The authorities of ministries and other agencies are clearly specified at legislative and sub legislative levels, both in general terms and in relation to specific phenomena causing potential emergencies. 

The legislation of RA specifies the competences of the republican authorized executive agency in the sphere of emergencies: The Ministry of Emergency Situations (MES) and the powers of its subordinate agencies. This provides an almost full coverage of the framework for emergency prevention, mitigation and recovery. 

The activities and powers of regional authorities are fully and clearly specified. For prompt and efficient emergency management, mitigation and recovery, the right to give direct instructions to regional sub-divisions of republican executive agencies has been reserved to regional authorities by laws and sub legislation acts. 

The diagram below demonstrates that the united system of disaster management (DM) includes republican and regional government agencies, local self-government bodies, enterprises, institutions and organizations, as well as non-governmental organizations. The main purpose of the system is protection of population in the whole country through legal and organizational complex activities. 

For more information on Armenia Government and Humanitarian capacity for emergency response, please see the following document: Armenia Capacity for In-Country Emergency Response 

For information on Armenia Government Contact details, please see the following link: 4.1 Armenia Government Contact List


UNDP Disaster Management Team (DMT) co-chairs Donor Coordination group on disaster management with the Ministry of Emergency Situations since 2008; as of March 2009, this group was merged with the Disaster Management Team (DMT), chaired by the UN Resident Coordinator and comprising of all UN agencies, Ministry of ES /Rescue Service, Armenian Red Cross, interested donor agencies and international and local NGOs. 

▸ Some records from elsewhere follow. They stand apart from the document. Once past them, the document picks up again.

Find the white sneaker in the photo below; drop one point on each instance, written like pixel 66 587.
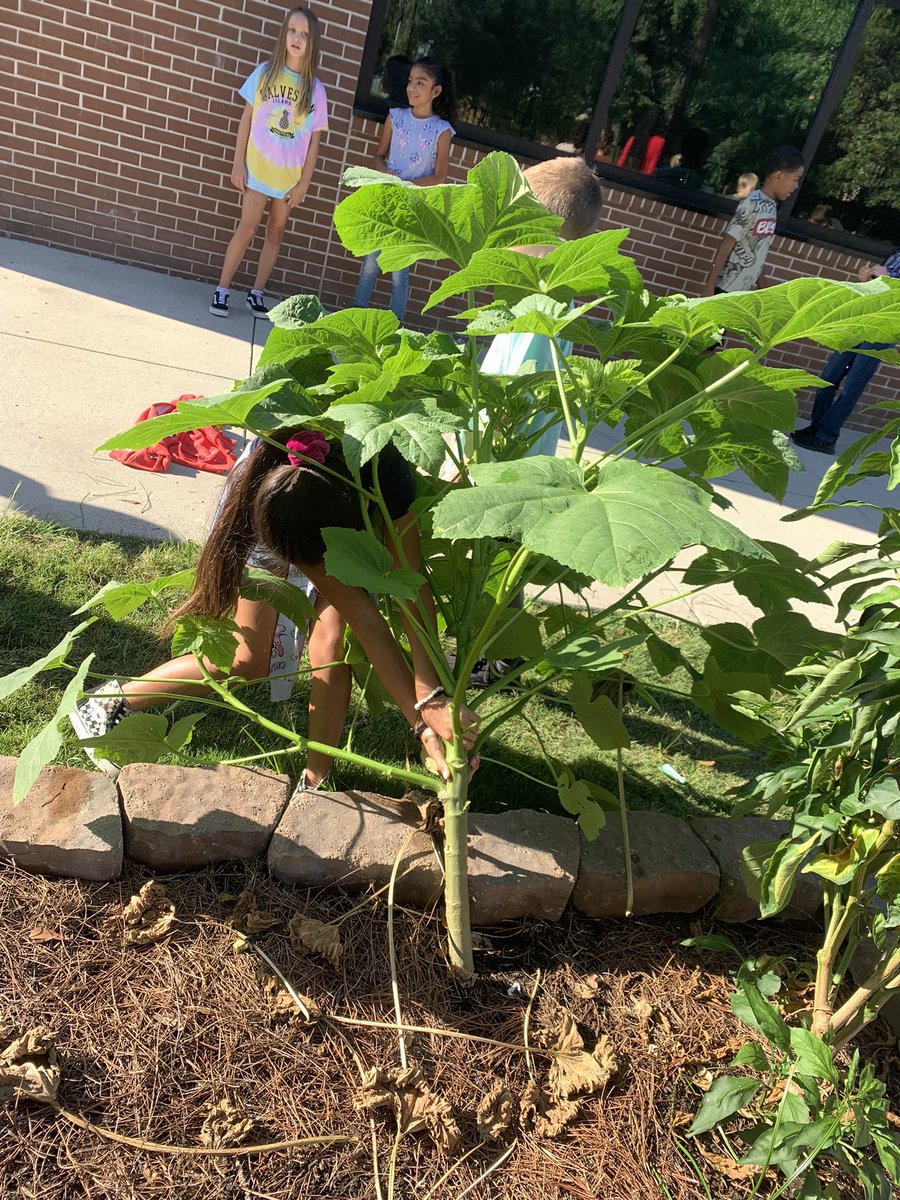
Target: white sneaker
pixel 99 712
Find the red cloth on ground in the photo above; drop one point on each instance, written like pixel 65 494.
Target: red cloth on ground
pixel 207 449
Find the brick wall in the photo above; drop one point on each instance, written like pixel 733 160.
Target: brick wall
pixel 118 126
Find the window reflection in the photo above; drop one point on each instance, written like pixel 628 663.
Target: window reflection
pixel 709 87
pixel 853 183
pixel 531 69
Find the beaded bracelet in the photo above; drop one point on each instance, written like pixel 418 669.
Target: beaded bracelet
pixel 426 700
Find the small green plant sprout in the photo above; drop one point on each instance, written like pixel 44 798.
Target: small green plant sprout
pixel 498 522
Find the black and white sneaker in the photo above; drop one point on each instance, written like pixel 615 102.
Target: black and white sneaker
pixel 99 712
pixel 220 303
pixel 256 303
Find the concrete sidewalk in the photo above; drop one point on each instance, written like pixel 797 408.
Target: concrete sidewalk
pixel 85 345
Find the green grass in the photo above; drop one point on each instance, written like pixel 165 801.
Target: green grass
pixel 46 573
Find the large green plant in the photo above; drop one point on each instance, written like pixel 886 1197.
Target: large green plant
pixel 682 417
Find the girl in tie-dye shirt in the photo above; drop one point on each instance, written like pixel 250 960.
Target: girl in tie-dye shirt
pixel 276 150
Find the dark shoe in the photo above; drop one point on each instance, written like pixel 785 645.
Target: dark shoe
pixel 256 303
pixel 220 303
pixel 811 442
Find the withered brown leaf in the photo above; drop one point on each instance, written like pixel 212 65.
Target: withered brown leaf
pixel 495 1114
pixel 249 918
pixel 319 937
pixel 573 1069
pixel 544 1115
pixel 415 1107
pixel 223 1127
pixel 145 918
pixel 29 1066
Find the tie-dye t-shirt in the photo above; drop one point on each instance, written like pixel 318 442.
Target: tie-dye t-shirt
pixel 414 143
pixel 277 144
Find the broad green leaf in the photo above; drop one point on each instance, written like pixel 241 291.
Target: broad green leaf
pixel 832 313
pixel 575 797
pixel 229 409
pixel 814 1057
pixel 533 315
pixel 771 585
pixel 121 599
pixel 417 429
pixel 45 745
pixel 280 594
pixel 587 267
pixel 355 557
pixel 778 880
pixel 766 1017
pixel 51 660
pixel 634 520
pixel 295 312
pixel 447 221
pixel 209 637
pixel 757 396
pixel 883 797
pixel 144 737
pixel 751 1054
pixel 589 652
pixel 726 1096
pixel 519 636
pixel 840 677
pixel 599 718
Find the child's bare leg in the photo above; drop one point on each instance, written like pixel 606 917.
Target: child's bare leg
pixel 329 688
pixel 275 227
pixel 181 676
pixel 252 208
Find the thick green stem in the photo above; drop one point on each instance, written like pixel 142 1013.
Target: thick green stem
pixel 456 880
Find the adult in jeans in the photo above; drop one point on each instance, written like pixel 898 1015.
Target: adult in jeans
pixel 847 373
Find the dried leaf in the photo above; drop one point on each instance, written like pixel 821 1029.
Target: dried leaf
pixel 417 1108
pixel 29 1066
pixel 43 935
pixel 727 1167
pixel 317 936
pixel 587 987
pixel 282 1005
pixel 573 1069
pixel 495 1114
pixel 247 918
pixel 147 918
pixel 223 1127
pixel 544 1115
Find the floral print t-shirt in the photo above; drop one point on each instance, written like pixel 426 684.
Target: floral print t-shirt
pixel 414 143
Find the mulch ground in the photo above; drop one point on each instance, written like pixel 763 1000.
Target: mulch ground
pixel 151 1038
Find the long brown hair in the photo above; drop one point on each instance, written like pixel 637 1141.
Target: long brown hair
pixel 309 67
pixel 282 507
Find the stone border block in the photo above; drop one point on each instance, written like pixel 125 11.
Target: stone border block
pixel 183 817
pixel 351 840
pixel 69 825
pixel 671 869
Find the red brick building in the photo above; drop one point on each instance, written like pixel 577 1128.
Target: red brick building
pixel 118 125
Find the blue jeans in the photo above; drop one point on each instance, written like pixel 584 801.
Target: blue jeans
pixel 831 408
pixel 400 286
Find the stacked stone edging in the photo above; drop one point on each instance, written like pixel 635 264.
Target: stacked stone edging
pixel 522 863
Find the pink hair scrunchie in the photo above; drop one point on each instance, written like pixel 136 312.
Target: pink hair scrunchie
pixel 307 444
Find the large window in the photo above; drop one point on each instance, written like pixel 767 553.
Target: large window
pixel 531 69
pixel 675 97
pixel 853 183
pixel 709 87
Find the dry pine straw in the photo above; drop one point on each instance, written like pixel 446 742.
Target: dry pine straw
pixel 151 1038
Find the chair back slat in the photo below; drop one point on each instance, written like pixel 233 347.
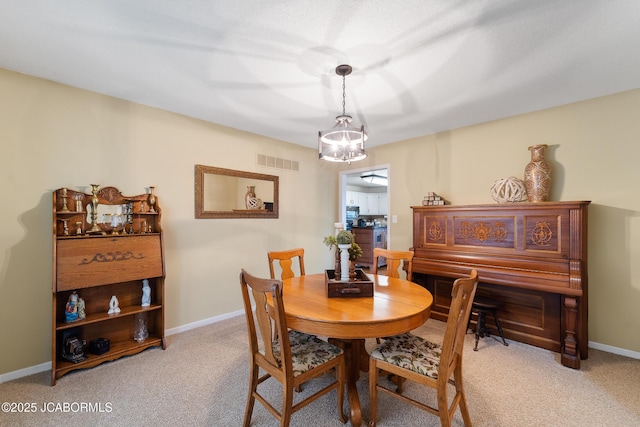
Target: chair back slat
pixel 285 261
pixel 395 260
pixel 462 294
pixel 270 319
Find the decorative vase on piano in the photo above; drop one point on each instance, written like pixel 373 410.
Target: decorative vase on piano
pixel 537 175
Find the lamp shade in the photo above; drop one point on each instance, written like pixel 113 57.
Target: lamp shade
pixel 343 142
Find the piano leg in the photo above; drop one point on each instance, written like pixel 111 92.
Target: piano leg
pixel 570 355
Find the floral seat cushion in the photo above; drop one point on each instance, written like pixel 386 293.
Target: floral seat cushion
pixel 410 352
pixel 307 351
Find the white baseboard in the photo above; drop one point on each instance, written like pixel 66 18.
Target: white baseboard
pixel 25 372
pixel 9 376
pixel 203 322
pixel 615 350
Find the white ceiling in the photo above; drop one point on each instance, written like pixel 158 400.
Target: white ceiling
pixel 268 67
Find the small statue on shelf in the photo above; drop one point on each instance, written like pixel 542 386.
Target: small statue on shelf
pixel 113 306
pixel 141 332
pixel 74 309
pixel 146 293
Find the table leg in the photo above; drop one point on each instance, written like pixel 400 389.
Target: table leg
pixel 356 360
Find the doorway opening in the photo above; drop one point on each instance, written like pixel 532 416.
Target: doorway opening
pixel 368 190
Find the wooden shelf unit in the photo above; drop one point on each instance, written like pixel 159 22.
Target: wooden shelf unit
pixel 99 265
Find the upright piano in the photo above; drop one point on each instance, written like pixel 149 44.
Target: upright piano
pixel 531 257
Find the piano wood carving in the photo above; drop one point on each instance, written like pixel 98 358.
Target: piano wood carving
pixel 530 256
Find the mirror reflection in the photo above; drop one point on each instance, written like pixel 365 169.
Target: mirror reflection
pixel 228 193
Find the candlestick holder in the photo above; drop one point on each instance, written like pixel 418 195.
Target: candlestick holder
pixel 65 207
pixel 95 228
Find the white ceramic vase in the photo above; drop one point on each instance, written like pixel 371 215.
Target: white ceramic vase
pixel 344 262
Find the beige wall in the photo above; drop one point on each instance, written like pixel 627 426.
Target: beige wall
pixel 55 136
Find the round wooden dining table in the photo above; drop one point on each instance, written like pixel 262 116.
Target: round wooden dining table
pixel 397 306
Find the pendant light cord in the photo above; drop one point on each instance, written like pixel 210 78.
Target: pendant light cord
pixel 344 94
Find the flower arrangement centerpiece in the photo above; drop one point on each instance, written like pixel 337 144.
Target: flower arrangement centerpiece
pixel 347 249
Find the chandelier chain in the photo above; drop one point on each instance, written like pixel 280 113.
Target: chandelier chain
pixel 344 95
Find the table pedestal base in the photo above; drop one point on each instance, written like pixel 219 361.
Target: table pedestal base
pixel 356 360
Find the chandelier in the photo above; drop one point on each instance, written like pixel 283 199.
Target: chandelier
pixel 343 142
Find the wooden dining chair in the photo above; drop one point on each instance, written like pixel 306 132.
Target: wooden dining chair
pixel 292 359
pixel 285 260
pixel 394 259
pixel 433 365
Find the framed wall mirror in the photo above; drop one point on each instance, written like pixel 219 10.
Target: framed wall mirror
pixel 228 193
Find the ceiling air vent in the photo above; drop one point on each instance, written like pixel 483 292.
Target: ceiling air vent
pixel 278 163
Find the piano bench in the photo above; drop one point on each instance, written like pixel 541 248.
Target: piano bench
pixel 483 306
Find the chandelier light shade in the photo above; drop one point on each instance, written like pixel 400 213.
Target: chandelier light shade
pixel 343 142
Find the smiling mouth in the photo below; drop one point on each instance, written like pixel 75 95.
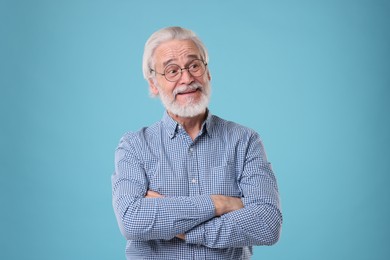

While the focus of the DMT is on disaster preparedness and response, it also provides room for programmatic discussions, and thus is considered the only coordination and information exchange forum in the area of disaster management. Cooperation Agreement between ARS and the UN DMT signed in October 2007 on defining roles and responsibilities of both UN DMT and the ARS in two phases: preparedness and actual emergency.